SAFETY NOTE: Whenever handling the bottles under pressure, wear goggles, a face shield and leather gloves, as many of the following steps require treating the bottles in a rough manner. A bottle of champagne is not worth risking the loss of an eye due to an exploding bottle.
5. After a few months, vigorously shake the bottles and place them neck down in a “riddling” rack.
6. Riddle twice per day, giving the bottles ¼ turn and slamming bottle into rack, for about 3 weeks (or when all the yeast and sediment have moved to the bottle cap and the neck is clear).
7. To finish the sparkling wine at the desired sweetness, make up 2 bottles (50 oz.) of the “final dosage”, adding wine or brandy and ¼ tsp. potassium meta-bisulfite to the desired amount of sugar and dissolving completely, as follows:
- Natural totally dry, use sound still white wine to replace volume
- Brut .5 to 1.5% sugar, 1 to 2 cups sugar
- Extra Dry 1.5 to 2.5% sugar, 2 to 4 cups sugar
- Dry 2.5 to 3.5% sugar, 4 to 6 cups sugar
- Semi-Sweet 3.5 to 4.5% sugar, 6-8 cups sugar
8. Chill the bottles and the dosage to about 32 deg.
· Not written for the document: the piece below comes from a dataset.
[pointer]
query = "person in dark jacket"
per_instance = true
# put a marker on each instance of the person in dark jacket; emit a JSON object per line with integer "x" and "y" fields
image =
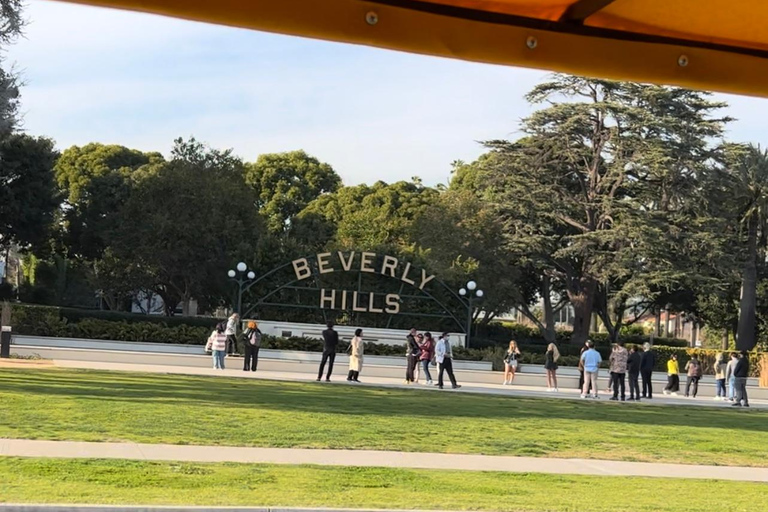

F.
9. When the bottles are cold, freeze the necks by submerging them in rock salt and ice (or placing in a freezer).
10. When the necks are frozen, rinse the neck in warm water to clean off the salt and loosen up the plug of ice.
11. While holding the bottle at about a 45-degree angle upward, quickly remove the bottle cap and place your thumb over the end. Since there may be wine spraying, it is best to perform this step in an area that won’t be damaged or tape a sheet of plastic around the laundry tub area.
12. While keeping the bottle tilted, slowly add 2 ounces of the cold “dosage”.
13. Insert the corks or closures, and secure with a wire hood. If using real champagne corks, adjust the corker to not allow the cork to be inserted too far, or it may never be removed! Then place the wire hood over the cork and use a capper to compress the cork into its familiar mushroom shape.
14. Gently shake and turn the bottle to mix in the dosage.
15. Store the bottles for another month before serving well chilled.


----------



## outdoorsmadness (Dec 31, 2009)

wow, thats alot of work, think ill stick to a still wine for i know i would screw that up if i tryed. happy new year to all

Bryan


----------



## Tom (Dec 31, 2009)

HAPPY NEW YEARS !


----------



## DageonYar (Jan 1, 2010)

HAPPY MoO YEAR!


----------